Animals as devoid of the divine image: Human beings are said to be the only animals created in the image of God. But Linzey contends that recent OT scholarship shows that this shoud be understood in a “functionalist” sense: human beings are God’s representatives on earth, and their task is to treat creation with loving kindness. Even more, a “Christ-shaped” notion of lordship suggests service to creation, not mastery over it. Thus “dominion” means caring for the rest of creation, including animals.
Linzey’s analysis yields a reconfigured list of differences that support, rather than undermine, solicitude for animals’ well-being:
–Animals cannot give or withhold consent
–Animals cannot represent or vocalize their own interests
–Animals are morally innocent
–Animals are vulnerable and relatively defenseless
Linzey points out that these characterisitics are also shared by very young children, and our general sense is that these characteristics impose greater obligations to look out for children’s interests, not a license to exploit them.
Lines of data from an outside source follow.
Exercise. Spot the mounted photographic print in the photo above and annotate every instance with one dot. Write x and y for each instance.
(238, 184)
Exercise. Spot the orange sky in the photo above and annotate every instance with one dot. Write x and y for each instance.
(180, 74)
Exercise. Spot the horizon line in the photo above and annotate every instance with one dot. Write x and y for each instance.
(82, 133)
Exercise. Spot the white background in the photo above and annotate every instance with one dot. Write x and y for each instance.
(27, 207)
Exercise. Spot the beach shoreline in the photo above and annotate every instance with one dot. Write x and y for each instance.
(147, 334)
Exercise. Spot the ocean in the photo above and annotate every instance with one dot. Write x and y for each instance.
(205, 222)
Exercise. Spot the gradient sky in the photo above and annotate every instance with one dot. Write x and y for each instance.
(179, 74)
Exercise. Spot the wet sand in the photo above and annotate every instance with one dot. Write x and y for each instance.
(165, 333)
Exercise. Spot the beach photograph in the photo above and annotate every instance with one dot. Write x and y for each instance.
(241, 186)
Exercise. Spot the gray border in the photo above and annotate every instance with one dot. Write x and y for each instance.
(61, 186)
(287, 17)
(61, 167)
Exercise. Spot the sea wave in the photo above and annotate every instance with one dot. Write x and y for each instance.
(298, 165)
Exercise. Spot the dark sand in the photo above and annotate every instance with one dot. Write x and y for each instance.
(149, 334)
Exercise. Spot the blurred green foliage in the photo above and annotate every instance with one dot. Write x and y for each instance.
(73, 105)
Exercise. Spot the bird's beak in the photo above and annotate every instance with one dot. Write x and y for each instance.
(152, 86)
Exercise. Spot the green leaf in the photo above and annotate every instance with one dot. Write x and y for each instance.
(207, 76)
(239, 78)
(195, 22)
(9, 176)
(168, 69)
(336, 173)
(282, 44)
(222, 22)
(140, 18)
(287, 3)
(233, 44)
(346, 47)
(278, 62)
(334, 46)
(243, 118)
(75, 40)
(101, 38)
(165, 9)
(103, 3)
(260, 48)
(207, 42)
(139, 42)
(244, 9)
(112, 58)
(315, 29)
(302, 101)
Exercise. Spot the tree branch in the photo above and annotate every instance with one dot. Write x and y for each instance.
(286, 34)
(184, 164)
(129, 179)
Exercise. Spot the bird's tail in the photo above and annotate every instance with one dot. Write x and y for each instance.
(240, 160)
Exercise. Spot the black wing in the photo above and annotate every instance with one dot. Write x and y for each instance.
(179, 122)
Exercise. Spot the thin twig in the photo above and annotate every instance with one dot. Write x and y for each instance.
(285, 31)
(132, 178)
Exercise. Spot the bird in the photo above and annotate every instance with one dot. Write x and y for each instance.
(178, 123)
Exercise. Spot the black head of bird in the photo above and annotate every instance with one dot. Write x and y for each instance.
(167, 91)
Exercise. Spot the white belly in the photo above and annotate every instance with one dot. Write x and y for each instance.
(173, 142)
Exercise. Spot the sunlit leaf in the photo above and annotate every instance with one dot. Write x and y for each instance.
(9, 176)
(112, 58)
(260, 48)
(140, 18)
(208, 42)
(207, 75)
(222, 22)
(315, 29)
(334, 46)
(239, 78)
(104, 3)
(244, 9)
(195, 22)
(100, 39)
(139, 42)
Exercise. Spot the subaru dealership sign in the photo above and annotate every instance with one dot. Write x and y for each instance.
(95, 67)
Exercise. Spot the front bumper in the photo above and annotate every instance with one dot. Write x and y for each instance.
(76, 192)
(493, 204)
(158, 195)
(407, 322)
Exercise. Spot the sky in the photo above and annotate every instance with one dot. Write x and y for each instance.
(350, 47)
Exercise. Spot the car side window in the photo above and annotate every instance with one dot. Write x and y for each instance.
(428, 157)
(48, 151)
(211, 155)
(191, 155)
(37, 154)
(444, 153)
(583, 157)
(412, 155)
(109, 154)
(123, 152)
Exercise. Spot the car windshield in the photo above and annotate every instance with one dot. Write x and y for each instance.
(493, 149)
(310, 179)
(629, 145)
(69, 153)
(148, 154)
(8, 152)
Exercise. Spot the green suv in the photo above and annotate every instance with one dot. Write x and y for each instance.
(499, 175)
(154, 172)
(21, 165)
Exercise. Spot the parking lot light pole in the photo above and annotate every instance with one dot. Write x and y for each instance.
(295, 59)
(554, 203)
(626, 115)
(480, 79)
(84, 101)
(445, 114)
He notes that both animals and children are “exceptional cases” that don’t fit comfortably into traditional moral theories. Those theories tend to take rational, adult humans as the paradigm of moral concern and, consequently, are driven to more or less ad hoc measures to make room for children and animals. But the differences between “normal” adult humans on the one hand and children and animals on the other calls for a de-centering of our moral thinking:
The practical upshot is that we cannot continue to privilege human suffering as if it stands alone as a unique source of moral concern. Some animal-friendly philosophers advance solicitude for animals on the basis that they are, inter alia, like us. But my thesis is that their very alterity in many respects should underpin their moral claim. The usefulness of animals, paradoxically, is that they help us to grapple with the moral relevance (as well as irrelevance) of difference. (p. 37)
Linzey concludes the chapter with a reflection on a Good Friday sermon by John Henry Newman in which Newman compares the suffering of Christ on the cross to that of an innocent lamb. That suffering–the suffering of one who is completely innocent and vulnerable–ought to call forth our greatest reserves of sympathy and moral concern.